Legislação

Vale tem multa ampliada em R$ 3,3 milhões por danos ambientais em Congonhas e Ouro Preto

Valor da penalidade foi ampliado devido à reincidência da mineradora em Congonhas e Ouro Preto
Vale tem multa ampliada em R$ 3,3 milhões por danos ambientais em Congonhas e Ouro Preto
Extravasamento Mina Viga, da Vale, em Congonhas. Foto: Divulgação Prefeitura de Congonhas

A Vale teve sua multa por danos ambientais nas cidades de Congonhas e Ouro Preto, ambas na região Central do Estado, aumentada. O Governo de Minas ampliou de R$ 1,7 milhão para R$ 3,3 milhões o valor a ser pago pela mineradora, em razão das ocorrências recentes envolvendo problemas nas estruturas de drenagem das minas de Fábrica e Viga. A medida foi formalizada durante reunião realizada nesta sexta-feira (30) entre representantes do Estado e executivos da empresa.

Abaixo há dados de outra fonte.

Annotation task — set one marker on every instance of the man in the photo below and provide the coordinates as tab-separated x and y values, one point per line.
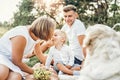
75	31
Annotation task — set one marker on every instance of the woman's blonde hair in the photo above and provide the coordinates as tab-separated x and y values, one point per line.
43	27
63	35
69	8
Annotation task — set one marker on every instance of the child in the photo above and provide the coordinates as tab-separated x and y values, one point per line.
61	55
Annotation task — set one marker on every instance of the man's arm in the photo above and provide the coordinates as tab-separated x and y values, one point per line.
80	39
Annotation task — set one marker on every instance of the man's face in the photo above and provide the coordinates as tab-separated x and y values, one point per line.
69	17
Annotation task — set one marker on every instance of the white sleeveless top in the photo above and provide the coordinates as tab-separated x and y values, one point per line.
5	42
6	47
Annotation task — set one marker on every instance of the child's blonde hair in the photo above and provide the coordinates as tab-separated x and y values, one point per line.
63	35
43	27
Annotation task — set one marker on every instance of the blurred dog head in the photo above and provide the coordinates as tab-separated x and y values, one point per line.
98	37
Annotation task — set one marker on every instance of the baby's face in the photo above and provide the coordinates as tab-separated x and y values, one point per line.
57	38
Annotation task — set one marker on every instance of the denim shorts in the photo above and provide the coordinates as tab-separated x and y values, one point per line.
77	61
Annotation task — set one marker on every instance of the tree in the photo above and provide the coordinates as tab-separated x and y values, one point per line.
24	15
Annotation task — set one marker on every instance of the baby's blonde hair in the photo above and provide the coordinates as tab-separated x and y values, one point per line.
63	35
43	27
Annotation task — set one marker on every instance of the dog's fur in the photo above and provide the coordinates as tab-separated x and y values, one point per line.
103	54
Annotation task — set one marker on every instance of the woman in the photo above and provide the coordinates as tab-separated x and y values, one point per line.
19	41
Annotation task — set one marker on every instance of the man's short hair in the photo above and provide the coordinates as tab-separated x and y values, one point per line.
69	8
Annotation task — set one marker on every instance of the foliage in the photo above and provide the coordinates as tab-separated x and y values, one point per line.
24	15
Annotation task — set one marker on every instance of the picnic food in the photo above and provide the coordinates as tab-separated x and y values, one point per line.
42	74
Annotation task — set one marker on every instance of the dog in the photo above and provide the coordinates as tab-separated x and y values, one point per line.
103	54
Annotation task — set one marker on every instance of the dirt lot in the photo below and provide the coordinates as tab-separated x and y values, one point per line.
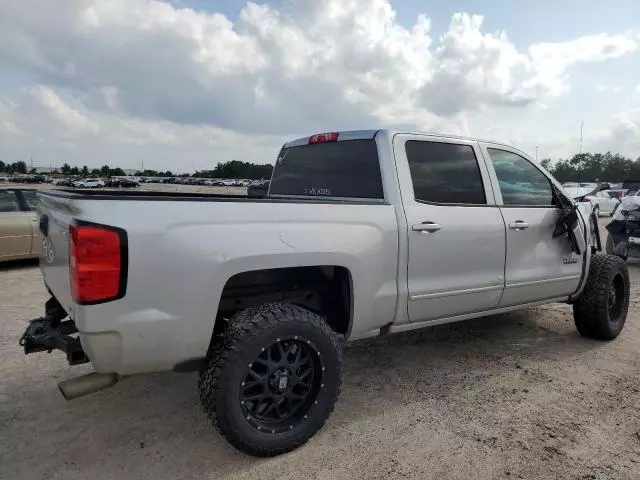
520	395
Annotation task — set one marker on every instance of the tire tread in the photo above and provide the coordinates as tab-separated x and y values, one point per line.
225	352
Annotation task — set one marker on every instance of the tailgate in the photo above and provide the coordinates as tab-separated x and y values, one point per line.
54	216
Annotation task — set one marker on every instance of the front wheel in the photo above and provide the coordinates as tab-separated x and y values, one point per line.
272	378
601	310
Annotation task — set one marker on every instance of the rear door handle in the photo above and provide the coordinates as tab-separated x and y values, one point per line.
518	225
426	227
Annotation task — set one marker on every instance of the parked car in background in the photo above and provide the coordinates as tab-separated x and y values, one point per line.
258	189
19	236
89	183
63	182
606	202
363	233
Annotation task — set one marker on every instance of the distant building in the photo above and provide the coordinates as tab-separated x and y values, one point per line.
42	169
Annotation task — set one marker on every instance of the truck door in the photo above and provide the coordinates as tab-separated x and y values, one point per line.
538	266
456	234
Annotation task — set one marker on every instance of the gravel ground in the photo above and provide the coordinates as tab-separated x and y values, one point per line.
519	395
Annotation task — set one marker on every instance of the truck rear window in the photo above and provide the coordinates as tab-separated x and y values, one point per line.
348	168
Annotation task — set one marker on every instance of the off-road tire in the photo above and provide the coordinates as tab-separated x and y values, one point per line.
246	334
593	314
608	248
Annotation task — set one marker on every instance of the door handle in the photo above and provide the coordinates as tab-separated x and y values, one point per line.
426	227
518	225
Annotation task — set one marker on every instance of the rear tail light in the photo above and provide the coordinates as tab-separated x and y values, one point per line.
323	137
97	262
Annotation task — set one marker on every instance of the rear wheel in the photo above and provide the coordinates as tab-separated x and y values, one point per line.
272	378
601	310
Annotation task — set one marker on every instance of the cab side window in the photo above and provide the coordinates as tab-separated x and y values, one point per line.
521	183
445	173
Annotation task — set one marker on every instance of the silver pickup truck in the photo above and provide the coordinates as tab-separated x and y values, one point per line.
361	233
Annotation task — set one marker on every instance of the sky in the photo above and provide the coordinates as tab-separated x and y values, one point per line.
185	84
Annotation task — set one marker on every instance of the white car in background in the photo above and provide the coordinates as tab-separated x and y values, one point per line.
601	201
89	183
606	202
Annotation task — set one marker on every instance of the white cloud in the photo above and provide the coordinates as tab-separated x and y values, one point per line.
608	88
145	72
551	61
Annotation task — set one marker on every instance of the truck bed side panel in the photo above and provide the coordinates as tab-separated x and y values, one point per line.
182	253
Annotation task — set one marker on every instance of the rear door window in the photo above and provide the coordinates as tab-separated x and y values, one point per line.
445	173
342	169
8	202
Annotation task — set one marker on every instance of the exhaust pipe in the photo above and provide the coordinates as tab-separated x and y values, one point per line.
85	384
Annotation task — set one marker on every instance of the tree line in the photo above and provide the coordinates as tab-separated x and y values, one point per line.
594	167
231	169
582	167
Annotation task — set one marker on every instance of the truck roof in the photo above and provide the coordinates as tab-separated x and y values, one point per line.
371	133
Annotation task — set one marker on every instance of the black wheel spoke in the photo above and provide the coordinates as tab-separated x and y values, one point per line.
281	384
255	377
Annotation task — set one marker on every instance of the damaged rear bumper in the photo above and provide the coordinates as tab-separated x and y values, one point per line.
52	333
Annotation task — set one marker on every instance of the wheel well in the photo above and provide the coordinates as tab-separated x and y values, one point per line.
326	290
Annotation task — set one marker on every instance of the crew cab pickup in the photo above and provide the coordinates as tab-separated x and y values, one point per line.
361	233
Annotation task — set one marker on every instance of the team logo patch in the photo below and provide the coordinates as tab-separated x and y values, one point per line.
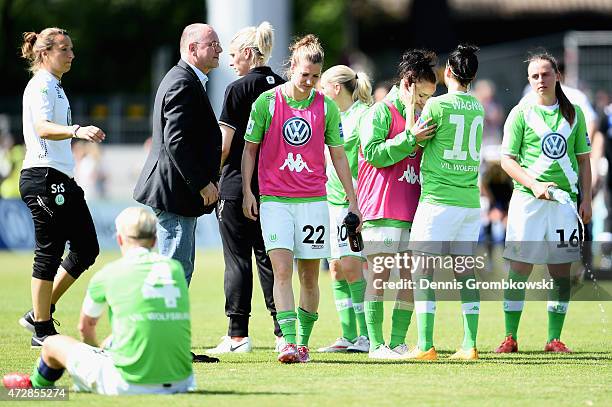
554	146
297	131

O valor da multa foi atualizado pela reincidência da empresa em situação semelhante, registrada em 3/8/2023, em Brumadinho. À época, foi aplicada multa de R$ 211.549,80 à empresa, após serem constatados danos relativos à supressão de vegetação nativa, sem licença ambiental, e em área de preservação ambiental permanente.

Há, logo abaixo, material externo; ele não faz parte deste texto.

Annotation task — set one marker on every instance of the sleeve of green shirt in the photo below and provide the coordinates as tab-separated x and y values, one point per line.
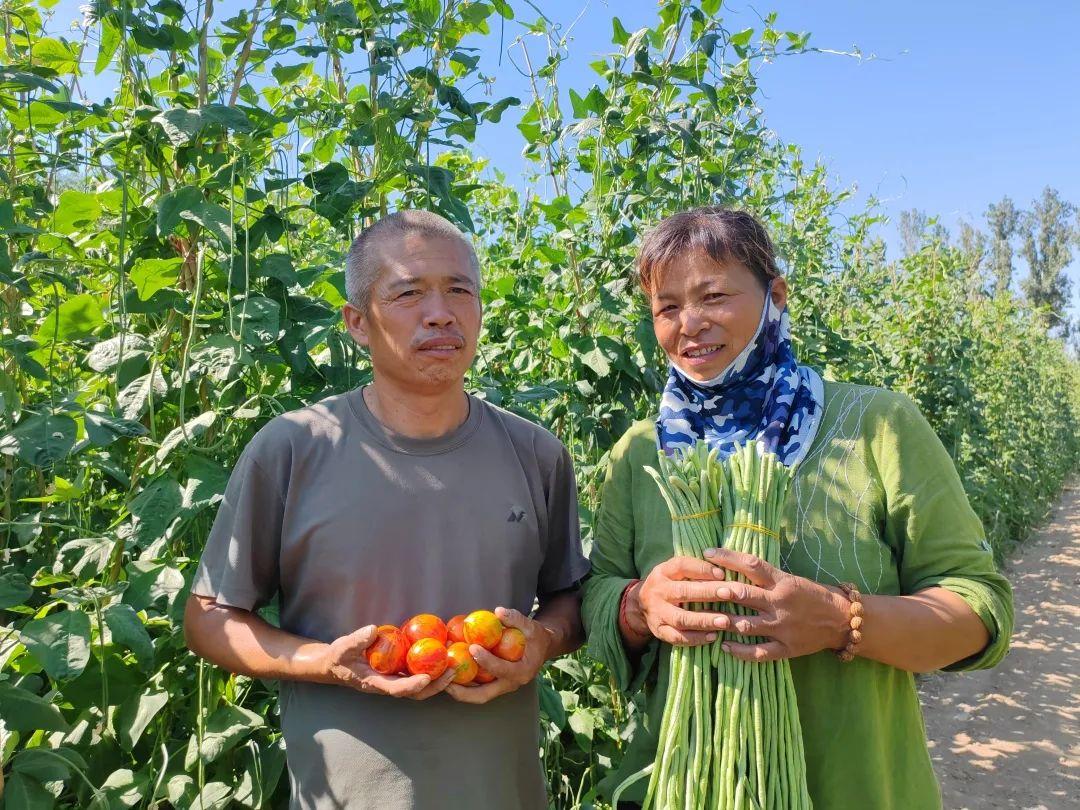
613	568
933	530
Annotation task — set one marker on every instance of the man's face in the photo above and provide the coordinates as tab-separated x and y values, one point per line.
423	319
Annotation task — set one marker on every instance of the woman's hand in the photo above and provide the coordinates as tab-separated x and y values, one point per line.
796	616
653	606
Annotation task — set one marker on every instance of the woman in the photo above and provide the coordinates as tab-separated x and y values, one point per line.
876	502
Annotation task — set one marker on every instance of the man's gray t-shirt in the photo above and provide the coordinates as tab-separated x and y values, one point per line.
349	524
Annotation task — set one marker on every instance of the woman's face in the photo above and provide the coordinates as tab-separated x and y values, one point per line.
704	313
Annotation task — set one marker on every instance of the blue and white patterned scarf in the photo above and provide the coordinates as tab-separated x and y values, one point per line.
764	393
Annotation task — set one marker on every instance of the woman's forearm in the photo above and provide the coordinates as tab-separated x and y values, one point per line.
921	632
243	643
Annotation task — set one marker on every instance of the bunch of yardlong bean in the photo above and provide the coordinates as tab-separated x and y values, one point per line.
730	737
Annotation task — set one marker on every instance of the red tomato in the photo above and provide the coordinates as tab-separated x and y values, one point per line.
387	652
427	657
424	625
511	646
455	628
483	676
462	662
483	628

A nova autuação, relacionada ao episódio em Congonhas e Ouro Preto, considera esse histórico, uma vez que, segundo o Decreto 47.383/2018, a reincidência é caracterizada quando o autuado comete uma nova infração ambiental, após ter sido penalizado anteriormente de forma definitiva, em um período inferior a três anos.

Segurança e transparência

O secretário de Estado de Meio Ambiente e Desenvolvimento Sustentável, Lyssandro Norton, destacou que as medidas adotadas pelo governo buscam garantir maior segurança, transparência e responsabilidade por parte da Vale.

“Após os episódios nas minas de Congonhas e Ouro Preto, a equipe técnica da Semad, que segue acompanhando os episódios in loco, fez o levantamento do histórico de ocorrências anteriores. Seguindo a legislação, estamos aplicando uma multa dobrada, devido à reincidência. A multa já foi formalizada e seguiremos exigindo que a Vale adote todas as medidas de segurança, mitigação e reparação integral dos danos socioambientais”, disse o secretário.

Estiveram no encontro executivos da mineradora Vale, a Secretaria de Estado de Meio Ambiente e Desenvolvimento Sustentável (Semad), a Coordenadoria Estadual de Defesa Civil (Cedec-MG), o Corpo de Bombeiros Militar de Minas Gerais (CBMMG), e a Polícia Militar de Minas Gerais (PMMG). Todos para coordenar ações e para alinhar melhor a comunicação de possíveis ocorrências.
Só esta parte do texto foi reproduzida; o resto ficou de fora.